El Mercosur acelera el acuerdo comercial con Singapur
La iniciativa puede ampliar las oportunidades para exportadores argentinos y fortalecer al paÃs como plataforma de negocios hacia los mercados asiáticos
Argentina dio un nuevo paso para avanzar en la aprobación del acuerdo de libre comercio entre el Mercosur y Singapur, una iniciativa que puede marcar un cambio relevante en la estrategia comercial del bloque sudamericano. El dictamen favorable de la Comisión de Relaciones Exteriores de la Cámara de Diputados acerca el tratado a su aprobación definitiva en el país.
El entendimiento tiene además una particularidad: representa el primer acuerdo de libre comercio alcanzado por el Mercosur con un socio del continente asiático. Para Argentina, la iniciativa forma parte de una política orientada a ampliar los mercados de exportación y reducir las barreras comerciales.
El expediente ya había obtenido la media sanción del Senado, por lo que el respaldo de la comisión de Diputados constituye un paso decisivo dentro del proceso legislativo. Una vez completado el trámite argentino, el acuerdo deberá avanzar de acuerdo con los procedimientos internos correspondientes en los demás países del bloque.
La importancia de Singapur excede ampliamente las dimensiones de su territorio. La ciudad-Estado funciona como uno de los principales centros financieros, portuarios y logísticos del mundo y ocupa una posición estratégica dentro de las cadenas comerciales del Sudeste Asiático.
Para las empresas argentinas, esa característica puede transformar el acuerdo en una vía de acceso a mercados mucho más amplios.
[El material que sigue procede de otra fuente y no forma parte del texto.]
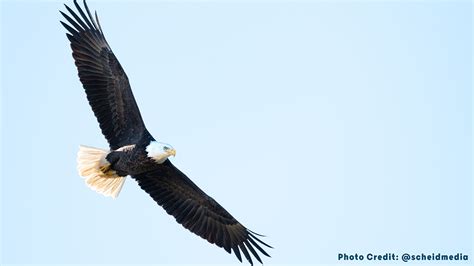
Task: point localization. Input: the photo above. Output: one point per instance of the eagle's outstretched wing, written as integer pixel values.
(198, 212)
(104, 80)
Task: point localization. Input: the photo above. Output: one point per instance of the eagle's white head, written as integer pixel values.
(159, 151)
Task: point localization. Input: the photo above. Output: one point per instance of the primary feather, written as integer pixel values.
(110, 96)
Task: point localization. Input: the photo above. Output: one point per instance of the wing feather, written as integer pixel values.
(105, 82)
(199, 213)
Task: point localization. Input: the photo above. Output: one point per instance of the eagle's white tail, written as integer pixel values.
(94, 167)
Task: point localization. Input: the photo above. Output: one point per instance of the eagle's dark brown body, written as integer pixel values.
(110, 97)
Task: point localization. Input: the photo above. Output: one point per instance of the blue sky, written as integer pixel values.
(330, 127)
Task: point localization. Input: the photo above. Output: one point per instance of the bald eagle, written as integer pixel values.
(133, 150)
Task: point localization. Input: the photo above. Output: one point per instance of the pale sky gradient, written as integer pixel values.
(328, 126)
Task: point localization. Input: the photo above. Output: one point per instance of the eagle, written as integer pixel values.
(134, 152)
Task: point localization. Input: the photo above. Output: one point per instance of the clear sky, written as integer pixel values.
(330, 127)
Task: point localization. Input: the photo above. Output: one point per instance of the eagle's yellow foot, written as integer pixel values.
(105, 168)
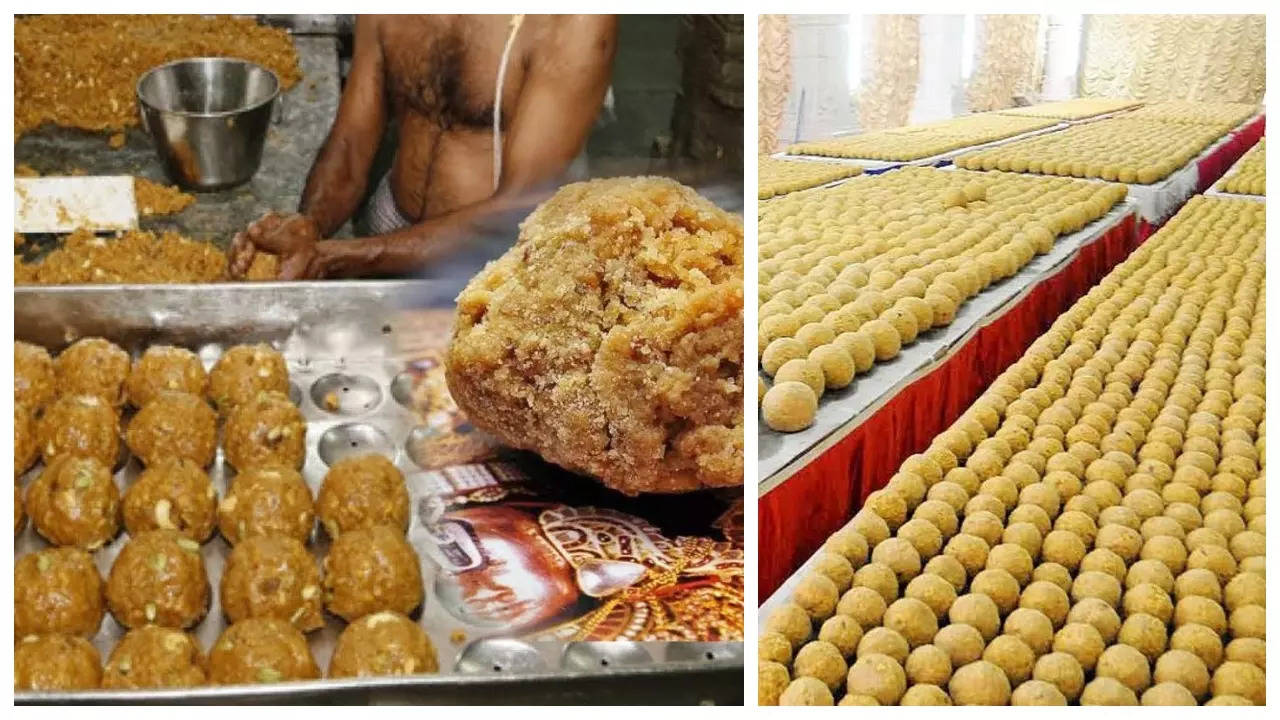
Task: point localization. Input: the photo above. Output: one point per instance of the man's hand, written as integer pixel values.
(291, 237)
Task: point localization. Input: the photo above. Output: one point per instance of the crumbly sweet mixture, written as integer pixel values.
(609, 338)
(156, 199)
(136, 256)
(80, 71)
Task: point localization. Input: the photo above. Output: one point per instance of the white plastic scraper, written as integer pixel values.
(65, 204)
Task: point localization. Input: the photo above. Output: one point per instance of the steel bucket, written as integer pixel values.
(208, 118)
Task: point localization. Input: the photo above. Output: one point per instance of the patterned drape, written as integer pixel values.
(1175, 57)
(891, 72)
(775, 78)
(1006, 60)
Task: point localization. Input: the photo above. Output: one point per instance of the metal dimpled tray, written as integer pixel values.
(338, 341)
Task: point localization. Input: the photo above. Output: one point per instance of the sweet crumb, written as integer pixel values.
(609, 338)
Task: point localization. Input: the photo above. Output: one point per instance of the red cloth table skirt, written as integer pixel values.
(798, 515)
(1215, 165)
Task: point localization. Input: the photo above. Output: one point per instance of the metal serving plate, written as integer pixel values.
(338, 340)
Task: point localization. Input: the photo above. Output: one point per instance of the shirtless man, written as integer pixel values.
(437, 76)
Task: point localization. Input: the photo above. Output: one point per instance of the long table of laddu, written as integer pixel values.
(813, 481)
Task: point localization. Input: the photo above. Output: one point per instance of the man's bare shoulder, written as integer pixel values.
(572, 36)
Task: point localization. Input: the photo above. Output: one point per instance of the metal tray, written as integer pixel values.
(338, 337)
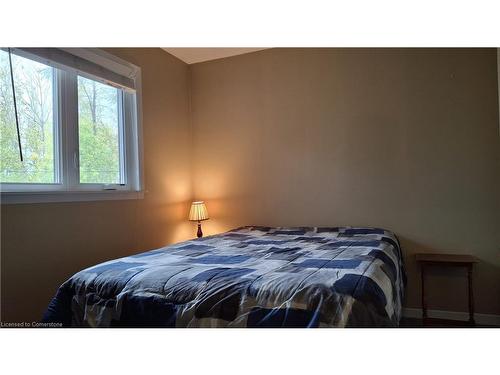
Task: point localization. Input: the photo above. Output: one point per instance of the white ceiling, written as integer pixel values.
(194, 55)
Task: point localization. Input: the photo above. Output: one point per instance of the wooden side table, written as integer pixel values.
(446, 260)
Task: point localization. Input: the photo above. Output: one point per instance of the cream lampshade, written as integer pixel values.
(198, 212)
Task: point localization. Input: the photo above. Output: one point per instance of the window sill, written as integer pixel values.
(67, 196)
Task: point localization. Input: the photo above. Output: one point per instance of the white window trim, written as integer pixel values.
(71, 190)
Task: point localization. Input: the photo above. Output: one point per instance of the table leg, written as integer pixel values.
(471, 296)
(424, 302)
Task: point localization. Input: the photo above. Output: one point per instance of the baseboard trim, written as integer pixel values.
(485, 319)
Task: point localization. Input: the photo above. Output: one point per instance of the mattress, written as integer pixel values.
(247, 277)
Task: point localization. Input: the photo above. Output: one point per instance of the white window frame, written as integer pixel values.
(67, 187)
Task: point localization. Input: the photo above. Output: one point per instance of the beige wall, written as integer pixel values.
(44, 244)
(402, 139)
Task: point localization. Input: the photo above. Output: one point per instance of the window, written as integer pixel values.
(35, 90)
(99, 132)
(79, 126)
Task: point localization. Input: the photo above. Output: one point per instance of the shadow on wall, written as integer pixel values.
(446, 288)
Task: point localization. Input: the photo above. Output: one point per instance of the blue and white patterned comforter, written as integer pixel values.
(247, 277)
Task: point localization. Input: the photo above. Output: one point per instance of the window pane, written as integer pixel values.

La reducción de aranceles y otras barreras comerciales permitiría mejorar las condiciones para determinados productos y favorecer nuevas operaciones de comercio e inversión.
Uno de los aspectos centrales estará en las reglas de origen. Estas disposiciones determinan qué bienes pueden ser considerados originarios del Mercosur y, por lo tanto, acceder a las preferencias previstas por el tratado. Su aplicación será determinante para definir el verdadero alcance de las ventajas comerciales.
El avance también es seguido con atención por empresas españolas con presencia en Argentina. Compañías como Santander, BBVA, Telefónica y Naturgy mantienen operaciones relevantes en el país y podrían encontrar nuevas oportunidades si las condiciones del acuerdo permiten integrar producción y servicios argentinos a cadenas internacionales vinculadas con Asia.
En ese sentido, Argentina podría adquirir un papel adicional dentro de las estrategias de compañías que tienen presencia simultánea en Europa y Sudamérica. La posibilidad de utilizar capacidades productivas, logísticas o comerciales instaladas en el país para alcanzar nuevos mercados podría convertirse en uno de los efectos indirectos del entendimiento.
El acuerdo se inscribe además en la estrategia económica del Gobierno de Javier Milei, que busca profundizar la apertura comercial y ampliar la inserción internacional de Argentina. La eliminación de barreras y el aumento de la competencia forman parte de esa agenda, aunque el impacto concreto dependerá de la implementación efectiva de las nuevas reglas.
Para el Mercosur, el vínculo con Singapur representa también un intento de diversificar su mapa de relaciones económicas. El bloque sudamericano mantiene negociaciones y conversaciones con distintos países y regiones de Asia, en una búsqueda de nuevos destinos para sus exportaciones y de mayores oportunidades para atraer inversiones.
El antecedente de la Unión Europea también resulta relevante. El bloque europeo avanzó previamente en un acuerdo con Singapur y consolidó a la ciudad-Estado como uno de sus socios estratégicos en el Sudeste Asiático. Ahora, el Mercosur busca aprovechar esa posición para fortalecer su propia presencia comercial en la región.
El potencial argentino se concentra especialmente en sectores capaces de competir por calidad, valor agregado y disponibilidad de recursos. La producción agroindustrial, la energía, la minería y determinados servicios vinculados con la economía del conocimiento aparecen entre las actividades que podrían beneficiarse de una mayor apertura.
Sin embargo, la aprobación legislativa será apenas una parte del proceso. El verdadero desafío estará en convertir las nuevas condiciones comerciales en exportaciones concretas, atraer inversiones y lograr que las empresas argentinas puedan cumplir con los estándares exigidos por los mercados asiáticos.
Si el acuerdo completa todos los procedimientos internos y entra plenamente en funcionamiento, el Mercosur incorporará una nueva herramienta para profundizar su relación con Asia. Para Argentina, el desafío será aprovechar esa puerta de entrada para transformar la apertura comercial en mayor producción, inversiones y exportaciones.
La señal política, mientras tanto, resulta clara. El bloque busca ampliar sus horizontes más allá de sus socios comerciales tradicionales y Singapur aparece como una pieza estratégica para comenzar a construir una presencia más sólida en el Sudeste Asiático.